Beekman v. Traver

20 Wend. 67 | N.Y. Sup. Ct. | 1838

By the Court, Nelson, Ch. J.

The act of incorporation provides that the warrant shall issue under the seal as well as the hand of the justice, and it is contended the declaration is bad for not averring the fact. To this it is answered that the term warrant implies a seal, and hence an averment was unnecessary. A warrant in a criminal proceeding at common law must be under the seal of the magistrate issuing it, 2 Hawk. 85, 136; 4 Burns’ Just. 393; 4 Black. Comm. 291; and the fact would therefore be implied from the use of the term in such cases ; it would not be a warrant in the sense of the law unless sealed. This process, now frequently used in civil proceedings under various statutes, was taken from the criminal law ; and its import, as there defined, may well be regarded in its new office. Our statute has now dispensed with the seal in both civil and criminal courts in various instances. 2 R. S. 267, § 232. Id. 706, § 3. If we are right in this view, then though the plea alleges the warrant to have been issued under the hand of the magistrate, without the addition of the words and seal, still this does not necessarily negative that fact, if fairly implied ; as the term imports the seal, all that was material to aver was the issuing of the warrant by the magistrate as set forth ; the rest follows. The statute dispensing with the seal sustains this view of the import of the term ; for otherwise it would have been unnecessary.

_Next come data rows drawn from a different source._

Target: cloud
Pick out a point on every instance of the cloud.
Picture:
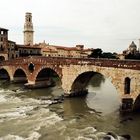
(107, 24)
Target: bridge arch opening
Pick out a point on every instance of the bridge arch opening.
(4, 74)
(102, 95)
(136, 106)
(19, 76)
(2, 58)
(47, 77)
(127, 85)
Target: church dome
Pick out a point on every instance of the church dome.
(133, 45)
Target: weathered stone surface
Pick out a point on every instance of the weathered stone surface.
(68, 69)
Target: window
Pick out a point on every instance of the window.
(127, 85)
(2, 32)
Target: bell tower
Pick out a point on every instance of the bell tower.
(28, 29)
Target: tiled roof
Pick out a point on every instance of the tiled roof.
(3, 29)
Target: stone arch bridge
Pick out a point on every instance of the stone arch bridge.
(124, 74)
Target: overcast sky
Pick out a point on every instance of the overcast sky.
(107, 24)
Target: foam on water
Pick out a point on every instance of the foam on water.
(2, 98)
(32, 136)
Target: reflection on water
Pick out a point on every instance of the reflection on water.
(22, 115)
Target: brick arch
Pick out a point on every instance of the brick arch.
(136, 105)
(2, 58)
(46, 67)
(20, 68)
(105, 75)
(74, 72)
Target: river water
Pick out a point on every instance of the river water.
(27, 114)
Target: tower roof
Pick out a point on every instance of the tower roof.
(133, 45)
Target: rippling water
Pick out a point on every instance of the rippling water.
(24, 115)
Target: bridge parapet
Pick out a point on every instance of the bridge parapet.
(124, 64)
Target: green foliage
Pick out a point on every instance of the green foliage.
(98, 53)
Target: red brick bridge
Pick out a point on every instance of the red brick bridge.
(124, 74)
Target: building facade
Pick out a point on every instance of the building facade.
(10, 50)
(28, 30)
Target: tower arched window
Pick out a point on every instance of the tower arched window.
(127, 85)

It is also contended that there should have been an averment in the plea, that the Hudson Aqueduct Company had been organized. It sets forth that R. Jenkins and others, his associates, &c. were created and declared to be a body corporate and politic in fact, by the name of the 11 President and Directors of the Hud*69son Aqueduct Company. ” This is sufficient. On recurring to the act itself, it will appear that this averment is not too strong ; that no steps were necessary to vest the company with corporate powers," or made a condition precedent to the right to impose and collect the tax for the use of the water.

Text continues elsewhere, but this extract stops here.